ただし、居住用の特例を受ける場合は、相続人が海外にいるわけですから、同居親族にはなりません。

この場合は、いわゆる家なき子の要件に当てはまることが必要です。

家なき子の要件は、近年の改正で厳しくなりました。

その要件を、掲げてみます。

1.被相続人に配偶者がいないこと

2.相続開始のときに、同居していた相続人がいないこと

※相続人以外の同居人がいても構いませんが、多くの場合は、ひとり暮らしの場合が多いでしょう。

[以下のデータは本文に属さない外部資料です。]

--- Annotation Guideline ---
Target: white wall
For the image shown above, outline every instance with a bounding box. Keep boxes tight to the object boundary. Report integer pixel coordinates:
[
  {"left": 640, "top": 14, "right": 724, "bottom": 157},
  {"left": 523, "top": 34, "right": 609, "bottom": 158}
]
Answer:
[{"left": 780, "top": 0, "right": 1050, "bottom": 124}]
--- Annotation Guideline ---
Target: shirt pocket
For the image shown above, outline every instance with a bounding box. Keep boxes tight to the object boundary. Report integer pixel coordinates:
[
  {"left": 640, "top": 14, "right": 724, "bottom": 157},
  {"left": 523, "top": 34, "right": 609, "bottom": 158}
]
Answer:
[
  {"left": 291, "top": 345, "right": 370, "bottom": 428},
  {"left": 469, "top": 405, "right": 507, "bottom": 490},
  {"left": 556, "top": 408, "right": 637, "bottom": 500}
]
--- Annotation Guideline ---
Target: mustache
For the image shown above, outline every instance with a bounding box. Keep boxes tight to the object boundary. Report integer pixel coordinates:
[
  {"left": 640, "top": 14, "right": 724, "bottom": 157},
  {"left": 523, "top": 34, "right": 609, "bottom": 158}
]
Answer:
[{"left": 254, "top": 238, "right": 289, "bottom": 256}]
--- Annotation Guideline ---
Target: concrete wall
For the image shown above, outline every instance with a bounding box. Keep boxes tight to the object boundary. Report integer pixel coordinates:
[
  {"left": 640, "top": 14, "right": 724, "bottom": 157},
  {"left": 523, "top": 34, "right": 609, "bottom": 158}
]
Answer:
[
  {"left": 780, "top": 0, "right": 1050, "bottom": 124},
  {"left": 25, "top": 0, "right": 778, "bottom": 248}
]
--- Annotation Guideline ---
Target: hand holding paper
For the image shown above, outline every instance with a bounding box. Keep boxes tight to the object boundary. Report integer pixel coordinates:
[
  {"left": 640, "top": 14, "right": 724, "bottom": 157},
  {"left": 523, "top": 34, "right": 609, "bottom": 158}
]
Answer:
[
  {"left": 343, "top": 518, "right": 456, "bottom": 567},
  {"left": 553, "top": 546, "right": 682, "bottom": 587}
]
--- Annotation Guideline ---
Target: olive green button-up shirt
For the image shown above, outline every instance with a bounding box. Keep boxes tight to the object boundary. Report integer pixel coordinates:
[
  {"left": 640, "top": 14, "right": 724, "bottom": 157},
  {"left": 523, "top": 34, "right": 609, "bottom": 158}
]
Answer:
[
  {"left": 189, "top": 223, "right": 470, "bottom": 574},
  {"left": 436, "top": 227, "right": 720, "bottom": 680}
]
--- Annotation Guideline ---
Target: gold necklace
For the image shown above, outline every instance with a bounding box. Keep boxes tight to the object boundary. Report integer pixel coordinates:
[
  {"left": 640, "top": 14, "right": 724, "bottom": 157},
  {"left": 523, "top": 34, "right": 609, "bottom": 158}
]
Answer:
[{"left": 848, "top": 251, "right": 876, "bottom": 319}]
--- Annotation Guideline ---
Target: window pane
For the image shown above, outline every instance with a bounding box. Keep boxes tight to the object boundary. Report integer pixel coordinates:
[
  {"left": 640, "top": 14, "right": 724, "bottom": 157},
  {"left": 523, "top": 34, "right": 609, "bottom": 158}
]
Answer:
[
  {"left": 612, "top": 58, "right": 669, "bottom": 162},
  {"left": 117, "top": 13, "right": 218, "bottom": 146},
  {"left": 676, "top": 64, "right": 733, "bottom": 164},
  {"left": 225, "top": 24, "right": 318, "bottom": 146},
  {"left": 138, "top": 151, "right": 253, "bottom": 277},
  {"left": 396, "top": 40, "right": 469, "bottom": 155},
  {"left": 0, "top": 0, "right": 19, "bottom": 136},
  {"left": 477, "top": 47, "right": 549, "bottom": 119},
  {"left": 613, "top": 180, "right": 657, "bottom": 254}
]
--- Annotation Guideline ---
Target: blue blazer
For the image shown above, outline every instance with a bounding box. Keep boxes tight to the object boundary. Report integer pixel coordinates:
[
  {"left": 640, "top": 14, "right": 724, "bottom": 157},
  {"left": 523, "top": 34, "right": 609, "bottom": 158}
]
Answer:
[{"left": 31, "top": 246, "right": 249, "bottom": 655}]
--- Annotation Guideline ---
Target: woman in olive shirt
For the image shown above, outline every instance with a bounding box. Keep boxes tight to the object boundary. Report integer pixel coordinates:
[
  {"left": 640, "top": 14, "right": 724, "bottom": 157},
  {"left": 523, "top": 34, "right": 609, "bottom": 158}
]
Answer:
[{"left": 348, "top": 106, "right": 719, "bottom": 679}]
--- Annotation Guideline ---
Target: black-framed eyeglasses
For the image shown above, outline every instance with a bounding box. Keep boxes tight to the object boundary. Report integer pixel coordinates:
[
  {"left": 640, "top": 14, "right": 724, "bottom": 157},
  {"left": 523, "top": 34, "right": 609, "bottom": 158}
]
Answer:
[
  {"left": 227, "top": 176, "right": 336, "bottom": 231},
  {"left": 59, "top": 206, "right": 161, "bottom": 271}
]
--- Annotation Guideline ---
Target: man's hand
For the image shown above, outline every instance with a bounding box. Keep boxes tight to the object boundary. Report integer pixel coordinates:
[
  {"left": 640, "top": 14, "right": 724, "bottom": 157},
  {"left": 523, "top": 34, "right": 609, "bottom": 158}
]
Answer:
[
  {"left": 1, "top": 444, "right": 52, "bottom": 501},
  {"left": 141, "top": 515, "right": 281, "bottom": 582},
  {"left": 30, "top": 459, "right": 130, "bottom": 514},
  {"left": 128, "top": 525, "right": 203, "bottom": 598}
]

3.相続開始前3年以内に、本人、配偶者、3親等内の親族、自分が経営する会社等が、所有する家屋に居住したことがないこと

※以前は、本人または配偶者の所有家屋だけだったのが、範囲が広がり、厳しくなりました。

4.相続開始のときに、居住している家屋をいずれの時においても、所有していたことがないこと

※新たに付け加えられた要件です。

以上のような要件を満たしていれば、海外赴任していたとしても、居住用の小規模宅地特例の適用を受けることができます。

海外赴任の前に、自分の家に住んでいた場合などは、それが3年以内の場合は、特例を受けることができません。

編集後記

相続税の納税が必要な人の範囲も厳しくなりましたね。
以前は海外に住所を移してしまえば、相続税がかからない、なんていう時代もありましたが、今は上記のように親または子の住所が10年以内に日本にあれば、相続税がかかってきます。その他にも様々な要件があり、納税義務者の判定は非常に難しいですね。